Tie-breakers are deterministic—no randomness or hidden state.
---
## 9. Player Prompt Specification
**Prompt Outline:**
> **IDENTITY BLURB:**
> You are a star commander controlling a fleet of satellites orbiting a dying star. Your mission is to align three of your satellites in a row across the 3×3 orbital grid before your rival does.
>
> **CURRENT STATE:**
> - The board shows your placements (S) and your opponents (N).
> - Empty cells are blank spaces.
>
> **AVAILABLE ACTIONS:**
> - `[Deploy:x,y]` → Place your satellite at coordinates (x,y) where x,y ∈ {1,2,3}.
> - `[Scan]` → Forfeit placement this turn to inspect the full orbital map.
>
> **FORMAT RULES:**
> - Each response must end with: `\boxed{{<action>}}`
> - Example of valid response:
> ```
> I will secure the top-right orbit next.
> \boxed{{[Deploy:1,3]}}
> ```
> - Example of invalid response:
> ```
> Lets attack next time.
> [Deploy:1,3]
> ```
> (Because it's missing `\boxed{{}}`.)
>
> **REMINDERS:**
> - You cannot deploy on an occupied orbit.
> - The game will end immediately if three satellites align or all nine orbits are filled.

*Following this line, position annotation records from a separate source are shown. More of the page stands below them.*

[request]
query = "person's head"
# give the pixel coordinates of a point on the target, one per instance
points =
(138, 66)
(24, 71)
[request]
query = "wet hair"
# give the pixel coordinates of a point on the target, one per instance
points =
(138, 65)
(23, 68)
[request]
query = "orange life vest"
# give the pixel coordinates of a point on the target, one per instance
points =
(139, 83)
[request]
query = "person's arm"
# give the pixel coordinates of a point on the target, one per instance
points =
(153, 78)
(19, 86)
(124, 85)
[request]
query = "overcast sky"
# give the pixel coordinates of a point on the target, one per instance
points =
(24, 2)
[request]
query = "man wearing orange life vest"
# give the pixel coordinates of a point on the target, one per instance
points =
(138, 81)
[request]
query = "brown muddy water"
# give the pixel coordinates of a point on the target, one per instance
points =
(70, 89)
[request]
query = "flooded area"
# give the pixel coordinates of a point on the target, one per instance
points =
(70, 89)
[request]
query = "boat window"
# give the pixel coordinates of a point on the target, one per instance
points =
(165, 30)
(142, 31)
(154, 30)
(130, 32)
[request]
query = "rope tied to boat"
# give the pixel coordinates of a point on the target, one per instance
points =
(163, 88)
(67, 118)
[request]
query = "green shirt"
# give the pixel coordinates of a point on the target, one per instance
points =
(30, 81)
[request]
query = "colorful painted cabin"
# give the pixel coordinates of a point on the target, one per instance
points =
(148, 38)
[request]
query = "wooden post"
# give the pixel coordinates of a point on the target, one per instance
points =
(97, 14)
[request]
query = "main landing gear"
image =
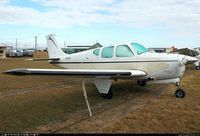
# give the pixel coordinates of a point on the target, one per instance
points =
(109, 95)
(179, 93)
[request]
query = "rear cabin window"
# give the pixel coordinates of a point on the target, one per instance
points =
(123, 51)
(96, 52)
(107, 52)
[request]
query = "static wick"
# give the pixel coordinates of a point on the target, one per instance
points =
(86, 98)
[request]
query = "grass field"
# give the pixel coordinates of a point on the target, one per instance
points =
(55, 104)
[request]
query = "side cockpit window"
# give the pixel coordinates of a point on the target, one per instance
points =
(107, 52)
(123, 51)
(96, 52)
(139, 48)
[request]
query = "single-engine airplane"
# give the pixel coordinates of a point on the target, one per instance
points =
(132, 61)
(197, 63)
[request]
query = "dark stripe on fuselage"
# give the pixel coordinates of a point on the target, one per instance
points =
(57, 62)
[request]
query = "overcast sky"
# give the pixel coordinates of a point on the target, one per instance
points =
(153, 23)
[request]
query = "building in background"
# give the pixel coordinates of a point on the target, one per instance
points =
(163, 50)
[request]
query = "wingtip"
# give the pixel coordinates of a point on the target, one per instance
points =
(20, 71)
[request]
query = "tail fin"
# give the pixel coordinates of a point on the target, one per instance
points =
(54, 50)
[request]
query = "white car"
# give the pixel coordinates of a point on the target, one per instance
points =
(198, 62)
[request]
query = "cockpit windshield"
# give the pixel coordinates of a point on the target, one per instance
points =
(139, 48)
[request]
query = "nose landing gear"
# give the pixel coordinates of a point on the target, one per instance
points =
(179, 93)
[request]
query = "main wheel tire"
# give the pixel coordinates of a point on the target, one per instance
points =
(180, 93)
(109, 95)
(141, 82)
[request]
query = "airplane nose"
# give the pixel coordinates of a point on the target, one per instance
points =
(188, 60)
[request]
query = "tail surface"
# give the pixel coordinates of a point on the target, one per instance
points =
(54, 50)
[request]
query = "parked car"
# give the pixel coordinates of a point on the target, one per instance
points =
(15, 53)
(28, 53)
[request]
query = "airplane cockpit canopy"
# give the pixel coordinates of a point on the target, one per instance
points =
(139, 48)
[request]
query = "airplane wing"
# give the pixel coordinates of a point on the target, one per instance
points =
(39, 59)
(76, 72)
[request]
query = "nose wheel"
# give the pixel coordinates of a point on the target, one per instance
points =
(179, 93)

All dialogue and moves are appended to the shared `observation_log`.
---
## 10. API Mapping Plan
| API Method | Purpose | Primary Read/Write | Terminal logic |
|-------------|----------|-------------------|----------------|
| `reset(seed)` | Initializes the grid, assigns symbols, clears logs, and sets starting player. | Writes entire `game_state`. | Returns initial observation and seed confirmation. |
| `step(action)` | Validates players boxed action, updates the grid/state, switches turns. | Reads `current_player`, `board`; writes updates, logs. | Runs win/draw checks after every move; sets `is_terminal`, `winner`. |
| `_generate_player_prompt(player)` | Builds textual prompt shown above, embedding the latest board and prior logs. | Reads from `board`, `observation_log`, and `current_player`. | Does not modify state; only generates text. |
On invalid actions, `step` calls `set_invalid_move(reason)` and forces a retry or ends the game if hopeless.
---
## 11. Copy-Check Against Example
All entity names (**Commander Solis**, **Commander Nyx**, **satellites**, **orbital grid**) and thematic terms are **original** and unrelated to any example negotiation or deal-making scenario. The games objective (aligning satellites on a 3×3 grid) derives from *tic-tac-toe mechanics* but expressed in a wholly new narrative context.
All `game_state` keys (`board`, `winner`, `observation_log`, `symbol`, etc.) are unique to *Orbital Align*, and none are borrowed from any trading, diplomacy, or economic system.